A shout from the Gyre. Singers climbed the pulley ropes laden with weapons. More gathered on lower tiers. They waited for instructions, ready to fly.

What if they would not follow me?

“What you did…,” Wik whispered.

“They’ll sing of it,” Viridi finished for him.

“Not yet,” I said. “Not unless — not until — the skymouths are caught.”

Beliak returned. “Varu is sending as many people as it can to warn the nearby towers, and the traders are flying to the city’s edges. Guards and hunters are ready to fight.”

“We have to work together.” I turned to Wik and Macal. “All of us.” They would follow the three of us, united in purpose. Spire, tower, and me — who was both at once.

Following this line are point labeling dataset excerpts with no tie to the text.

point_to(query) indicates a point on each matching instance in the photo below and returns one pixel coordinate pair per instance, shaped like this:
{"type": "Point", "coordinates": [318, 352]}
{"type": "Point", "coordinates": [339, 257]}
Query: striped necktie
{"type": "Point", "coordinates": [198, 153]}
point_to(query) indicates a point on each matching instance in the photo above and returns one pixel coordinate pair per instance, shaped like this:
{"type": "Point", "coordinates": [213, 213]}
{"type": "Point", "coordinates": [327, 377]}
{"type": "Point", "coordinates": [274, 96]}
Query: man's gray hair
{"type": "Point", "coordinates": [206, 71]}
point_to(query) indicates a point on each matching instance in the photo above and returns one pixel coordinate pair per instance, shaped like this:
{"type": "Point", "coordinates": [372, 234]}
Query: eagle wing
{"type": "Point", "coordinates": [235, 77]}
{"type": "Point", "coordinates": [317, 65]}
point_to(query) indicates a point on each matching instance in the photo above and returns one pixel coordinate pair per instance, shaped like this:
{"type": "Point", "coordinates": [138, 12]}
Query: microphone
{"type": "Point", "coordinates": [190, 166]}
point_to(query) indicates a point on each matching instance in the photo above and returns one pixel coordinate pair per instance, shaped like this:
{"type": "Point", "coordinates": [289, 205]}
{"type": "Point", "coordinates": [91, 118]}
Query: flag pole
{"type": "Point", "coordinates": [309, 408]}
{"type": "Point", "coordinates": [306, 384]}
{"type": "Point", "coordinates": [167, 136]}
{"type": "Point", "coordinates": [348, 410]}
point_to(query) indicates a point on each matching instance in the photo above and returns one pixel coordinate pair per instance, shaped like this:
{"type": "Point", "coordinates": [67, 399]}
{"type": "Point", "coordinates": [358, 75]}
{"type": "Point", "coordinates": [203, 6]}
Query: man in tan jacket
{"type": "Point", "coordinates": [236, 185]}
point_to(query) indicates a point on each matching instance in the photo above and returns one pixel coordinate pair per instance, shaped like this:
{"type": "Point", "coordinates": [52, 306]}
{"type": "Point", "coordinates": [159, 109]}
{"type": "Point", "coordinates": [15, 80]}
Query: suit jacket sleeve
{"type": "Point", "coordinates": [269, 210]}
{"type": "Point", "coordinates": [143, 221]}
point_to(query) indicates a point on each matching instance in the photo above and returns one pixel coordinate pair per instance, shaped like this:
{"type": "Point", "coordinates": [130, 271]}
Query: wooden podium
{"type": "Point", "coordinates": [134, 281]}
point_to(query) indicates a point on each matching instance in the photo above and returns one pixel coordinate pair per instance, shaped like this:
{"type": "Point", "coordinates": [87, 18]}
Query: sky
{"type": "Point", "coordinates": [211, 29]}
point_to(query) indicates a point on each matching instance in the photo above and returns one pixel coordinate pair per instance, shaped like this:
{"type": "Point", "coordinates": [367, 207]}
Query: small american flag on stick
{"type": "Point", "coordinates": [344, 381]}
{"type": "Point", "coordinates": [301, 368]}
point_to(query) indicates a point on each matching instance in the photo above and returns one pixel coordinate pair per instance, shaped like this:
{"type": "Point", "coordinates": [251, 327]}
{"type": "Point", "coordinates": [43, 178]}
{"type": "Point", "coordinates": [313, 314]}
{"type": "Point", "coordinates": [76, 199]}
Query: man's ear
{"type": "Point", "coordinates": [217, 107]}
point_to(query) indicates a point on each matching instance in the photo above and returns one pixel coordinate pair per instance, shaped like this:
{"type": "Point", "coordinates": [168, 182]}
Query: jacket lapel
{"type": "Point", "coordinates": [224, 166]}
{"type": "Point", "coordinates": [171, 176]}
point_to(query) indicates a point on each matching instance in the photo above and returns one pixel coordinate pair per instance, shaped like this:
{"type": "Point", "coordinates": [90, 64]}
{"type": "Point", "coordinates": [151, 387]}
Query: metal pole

With a worried look, Wik ran his hand through the air near my cheek, where ugly welts had replaced the rashes raised by skymouth oils. They no longer burned, but I could feel the passage of air across them, and it made me shiver. I steadied myself as his green eyes met mine and then looked to the horizon, which had emptied of birds.

Sacrifice. Duty. This was what we shared.

From around the city, we began to hear the klaxons. Bone horns sounded warnings, at first from Varu and the towers near the Spire, but soon rippling out. So many.

“We must fix this,” I said.

Wik shouted over the edge of the balcony, to the Singers and older novices assembled below. “We will catch the skymouths. Save the citizens first. Worry about the Spire later.”